Dubai Residential Handovers Hit Record 27,300 Units in Q2 2026
Dubai developers handed over approximately 27,300 residential units during the second quarter of 2026, marking the highest quarterly delivery volume in recent years, while launch activity moderated significantly to approximately 5,335 residential units, according to Savills. The report says the increase in completed homes substantially expanded ready residential stock, improving buyer choice and contributing to greater pricing differentiation across communities.
Residential handovers
Apartments accounted for approximately 17,400 units (64%) of residential handovers during Q2, while 9,900 villas and townhouses (36%) were completed, according to Savills.
The consultancy said villa and townhouse handovers reached an unusually elevated level, marking one of the strongest quarterly delivery volumes for the segment in recent years and contributing to a broader increase in the availability of ready family housing.
Major completions during the quarter included LUCE on Palm Jumeirah, St. Regis The Residences – Financial Centre Road, Castleton at Central Park, Sunridge by Emaar, Raya Townhouses, The Valley – Elora, DAMAC Lagoons – Costa Brava 2, Belmont Residences and Thyme.
Higher supply improves buyer choice
According to Savills, the significant increase in completions is expected to improve buyer choice while contributing to greater pricing differentiation in communities experiencing elevated levels of new supply.
The report says pricing performance has become increasingly fragmented, driven by local supply dynamics and handover activity.
Since February 2026, communities such as Dubai Hills Estate and Arabian Ranches 3, where significant new supply has recently entered or is approaching the market, have recorded price adjustments of around 10% for comparable properties. In contrast, more supply-constrained communities such as Reem Mira have remained relatively resilient, highlighting the growing divergence in pricing performance across Dubai's residential market.
Launch activity moderates sharply
While handovers accelerated, launch activity moderated significantly during Q2 2026.
Savills recorded approximately 5,335 residential units introduced across a limited number of projects, compared with more than 45,000 units launched during Q1.
The report says developers adopted a more selective and phased release strategy amid moderating market conditions.
Projects launched during the quarter included Faro by Emaar, Enchante by Grid in Dubai South, Cheval Residences Dubai Islands and several boutique developments.
Despite the slower pace of launches, Emaar announced a AED 200 billion master-planned development spanning approximately 4.5 million square metres and designed to accommodate around 150,000 residents, underlining developers' continued commitment to large-scale master-planned communities.
Developers extend delivery timelines
Savills said developers are increasingly postponing the launch of new projects and extending delivery timelines for upcoming developments.
Projects that were previously expected to be completed within approximately three years are now generally anticipated to be delivered over a four-year horizon.
According to the report, this staggered delivery profile should help distribute future supply over a longer period, reducing near-term absorption pressure and supporting a more balanced market over the medium term.

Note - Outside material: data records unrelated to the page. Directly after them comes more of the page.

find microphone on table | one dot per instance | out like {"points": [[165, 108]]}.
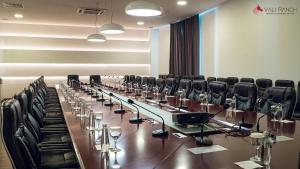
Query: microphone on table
{"points": [[135, 120], [121, 110], [101, 99], [156, 133], [257, 125], [204, 142], [110, 104]]}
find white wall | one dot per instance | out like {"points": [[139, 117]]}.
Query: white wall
{"points": [[238, 42], [28, 51], [160, 50]]}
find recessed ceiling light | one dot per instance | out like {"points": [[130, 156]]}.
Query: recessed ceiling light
{"points": [[96, 38], [181, 3], [112, 28], [18, 15], [143, 8], [140, 23]]}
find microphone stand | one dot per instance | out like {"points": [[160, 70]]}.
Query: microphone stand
{"points": [[184, 107], [121, 110], [161, 101], [156, 133], [257, 125], [135, 120], [110, 104], [204, 142]]}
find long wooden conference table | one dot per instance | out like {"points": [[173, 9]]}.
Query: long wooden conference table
{"points": [[142, 151]]}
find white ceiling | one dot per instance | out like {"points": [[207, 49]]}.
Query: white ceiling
{"points": [[63, 12]]}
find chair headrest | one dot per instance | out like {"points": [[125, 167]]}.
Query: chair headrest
{"points": [[245, 89], [217, 87], [284, 83], [280, 94], [264, 83]]}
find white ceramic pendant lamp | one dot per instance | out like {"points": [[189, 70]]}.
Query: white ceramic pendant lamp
{"points": [[143, 8]]}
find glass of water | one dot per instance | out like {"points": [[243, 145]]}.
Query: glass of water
{"points": [[115, 133]]}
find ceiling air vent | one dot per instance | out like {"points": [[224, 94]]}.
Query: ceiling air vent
{"points": [[12, 5], [90, 11]]}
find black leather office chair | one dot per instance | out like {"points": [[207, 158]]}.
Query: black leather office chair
{"points": [[72, 77], [151, 82], [262, 85], [170, 86], [138, 81], [170, 76], [198, 87], [286, 96], [217, 92], [231, 81], [95, 79], [162, 76], [132, 79], [8, 128], [199, 77], [144, 80], [221, 79], [246, 95], [183, 88], [126, 79], [284, 83], [22, 147], [247, 80], [160, 84], [296, 113], [211, 79], [186, 77]]}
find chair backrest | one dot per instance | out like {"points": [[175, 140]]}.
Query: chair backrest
{"points": [[151, 82], [186, 77], [28, 147], [284, 83], [144, 80], [198, 87], [199, 77], [126, 79], [138, 80], [286, 96], [262, 85], [185, 87], [131, 78], [162, 76], [221, 79], [170, 86], [246, 95], [170, 76], [247, 80], [217, 92], [211, 79], [72, 77], [160, 83], [8, 129], [230, 82], [95, 79]]}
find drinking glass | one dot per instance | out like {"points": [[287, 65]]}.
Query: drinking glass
{"points": [[115, 133], [98, 119], [116, 164], [274, 111]]}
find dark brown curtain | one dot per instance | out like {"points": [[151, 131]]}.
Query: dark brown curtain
{"points": [[184, 47]]}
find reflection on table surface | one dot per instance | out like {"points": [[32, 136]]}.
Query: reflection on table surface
{"points": [[140, 150]]}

Residential transactions moderate
The report also shows that Dubai recorded approximately 35,884 residential transactions during Q2 2026, representing a 19% quarter-on-quarter decline.
Despite the slowdown, the off-plan market accounted for 76% of all residential transactions, up from 73% in Q1, partly reflecting the continued registration of off-plan sales agreed in previous quarters.
Meanwhile, ready market transactions declined by around 30% quarter-on-quarter, although transaction volumes have remained broadly stable at around 2,800 transactions per month since March.
Refinancing activity overtakes sale-related valuations
Savills also identified a notable shift in valuation activity during the quarter.
By the end of Q2, refinancing-related valuations accounted for approximately 70% of valuation activity, compared with around 30% historically, while sale-related instructions declined to 30%.
The report says the increase in refinancing activity suggests many existing owners are choosing to optimise financing arrangements rather than dispose of assets, reflecting continued confidence in the market's longer-term prospects.
Outlook
Looking ahead, Savills expects Dubai's residential market to transition into a period of normalisation, characterised by moderating transaction activity, elevated handover volumes and increasingly selective buyer behaviour.
The report says pricing performance is expected to become more localised, with prime and well-located assets likely to outperform, while apartment-led markets with a higher concentration of new supply may experience greater pricing differentiation and moderation in rental performance.